Il venti gennaio scorso in occasione della ricorrenza di San Francesco di Sales, patrono dei giornalisti, l'arcivescovo di Spoleto Norcia Monsignor Renato Boccardo ha riunito presso la curia spoletina gli operatori dell'informazione del territorio pastorale in un clima di cordialità e reciproca collaborazione. Oltre a tutto lo spoletino e l'alta Valnerina, l'arcivescovo Boccardo, è Pastore anche della bassa Valnerina più precisamente quella che ricade nella provincia di Terni. Infatti dipendono, come da vecchie disposizioni storiche, non solo le parrocchie dei comuni di Arrone, Montefranco, Polino e Ferentillo, ma anche Torreorsina, Collestatte, Cesi, Portaria. In particolare in Valnerina Boccardo ha già visitato di recente le parrocchie di Ferentillo, Arrone e Torreosina con un lusinghiero risultato.L'arcivescovo, come il uso predecessore Riccardo Fontana (andato a coprire la cattedra di Arezzo), ha accolto i giornalisti con grande cordialità soffermandosi sul fatto che occorre la più ampia collaborazione e rendere il servizio di informazione più chiaro possibile affinchè i messaggi possano essere recepiti e compresi da chiunque. Inoltre molto spazio ha dato alla pastorale giovanile.
"Ma l'esigenza principale per questo decennio è la mancanza dei sacerdoti – ha affermato monsignor Boccardo – occorre che tutti si adoperino affinchè il Signore mandi operai per la sua messe. Non è vergogna per un genitore avere un figlio che aspiri a diventare sacerdote. Occorre ricercare i futuri parroci qui nel territorio."

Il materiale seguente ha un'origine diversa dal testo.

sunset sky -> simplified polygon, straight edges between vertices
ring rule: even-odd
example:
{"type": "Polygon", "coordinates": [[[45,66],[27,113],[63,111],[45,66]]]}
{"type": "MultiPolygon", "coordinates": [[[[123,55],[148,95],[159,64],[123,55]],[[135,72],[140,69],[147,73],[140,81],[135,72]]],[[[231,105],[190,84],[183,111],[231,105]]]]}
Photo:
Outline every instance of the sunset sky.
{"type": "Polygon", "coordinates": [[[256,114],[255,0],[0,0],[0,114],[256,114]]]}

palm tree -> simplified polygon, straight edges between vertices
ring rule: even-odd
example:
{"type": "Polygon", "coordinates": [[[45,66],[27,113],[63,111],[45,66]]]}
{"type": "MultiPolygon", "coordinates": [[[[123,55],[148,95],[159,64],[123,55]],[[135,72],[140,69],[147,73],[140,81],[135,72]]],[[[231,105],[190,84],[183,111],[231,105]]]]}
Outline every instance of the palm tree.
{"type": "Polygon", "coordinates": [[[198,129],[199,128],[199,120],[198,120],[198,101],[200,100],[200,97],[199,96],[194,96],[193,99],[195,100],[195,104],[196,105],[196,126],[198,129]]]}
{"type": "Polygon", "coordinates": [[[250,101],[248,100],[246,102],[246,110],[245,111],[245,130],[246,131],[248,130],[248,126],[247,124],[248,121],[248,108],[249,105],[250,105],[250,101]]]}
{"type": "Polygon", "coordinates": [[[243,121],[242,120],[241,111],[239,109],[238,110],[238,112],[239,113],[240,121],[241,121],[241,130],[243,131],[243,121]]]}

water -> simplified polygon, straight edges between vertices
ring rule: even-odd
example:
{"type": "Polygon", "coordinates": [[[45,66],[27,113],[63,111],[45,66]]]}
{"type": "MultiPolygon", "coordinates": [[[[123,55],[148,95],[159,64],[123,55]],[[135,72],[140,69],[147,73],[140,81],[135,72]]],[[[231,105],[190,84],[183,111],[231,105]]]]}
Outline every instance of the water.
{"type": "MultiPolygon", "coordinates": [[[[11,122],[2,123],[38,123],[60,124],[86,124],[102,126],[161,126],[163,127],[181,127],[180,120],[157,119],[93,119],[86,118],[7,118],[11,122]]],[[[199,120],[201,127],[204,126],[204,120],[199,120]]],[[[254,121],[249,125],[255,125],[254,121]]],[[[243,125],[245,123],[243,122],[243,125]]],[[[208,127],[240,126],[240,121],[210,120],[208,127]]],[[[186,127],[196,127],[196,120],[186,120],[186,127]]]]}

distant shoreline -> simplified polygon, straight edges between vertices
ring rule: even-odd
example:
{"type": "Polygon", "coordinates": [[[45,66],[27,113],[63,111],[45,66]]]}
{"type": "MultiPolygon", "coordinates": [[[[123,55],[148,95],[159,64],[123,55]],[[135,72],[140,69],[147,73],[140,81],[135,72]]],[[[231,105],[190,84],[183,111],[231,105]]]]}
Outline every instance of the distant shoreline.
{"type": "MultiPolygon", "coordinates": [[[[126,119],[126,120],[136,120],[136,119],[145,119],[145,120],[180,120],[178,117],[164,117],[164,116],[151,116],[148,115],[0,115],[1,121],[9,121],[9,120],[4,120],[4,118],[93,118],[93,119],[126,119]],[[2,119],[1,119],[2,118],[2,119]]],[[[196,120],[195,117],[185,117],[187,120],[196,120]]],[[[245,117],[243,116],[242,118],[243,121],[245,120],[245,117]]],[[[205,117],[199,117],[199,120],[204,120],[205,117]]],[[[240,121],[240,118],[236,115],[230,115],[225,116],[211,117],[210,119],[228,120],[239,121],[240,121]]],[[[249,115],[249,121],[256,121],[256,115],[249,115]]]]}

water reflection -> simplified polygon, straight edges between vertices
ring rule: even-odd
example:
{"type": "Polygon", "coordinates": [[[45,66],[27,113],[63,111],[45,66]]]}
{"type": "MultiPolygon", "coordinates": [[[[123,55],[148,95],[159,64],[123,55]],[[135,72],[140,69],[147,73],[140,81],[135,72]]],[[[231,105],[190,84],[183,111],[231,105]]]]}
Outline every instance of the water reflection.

Altra novità è l' ambizioso progetto della valorizzazione del patrimonio storico artistico e devozionale presente in molte chiese: abbiamo un grande patrimonio messo nelle soffitte – ha aggiunto l'Arcivescovo – dobbiamo tirarlo fuori e metterlo in mostra per far conoscere oggetti di culto anche in disuso dalla liturgia, un patrimonio di tutti, ed è per questo, occorre individuare strutture o chiese in disuso idonee, instaurando un sistema museale in rete che faccia capo con il museo diocesano. Per quanto riguarda la ricostruzione post sisma – ha concluso l'arcivescovo – questo sarà l'anno della ripresa dei lavori di recupero di alcuni stabili e la loro ultimazione affinchè possano essere di nuovo fruibili e messi a disposizione delle rispettive comunità".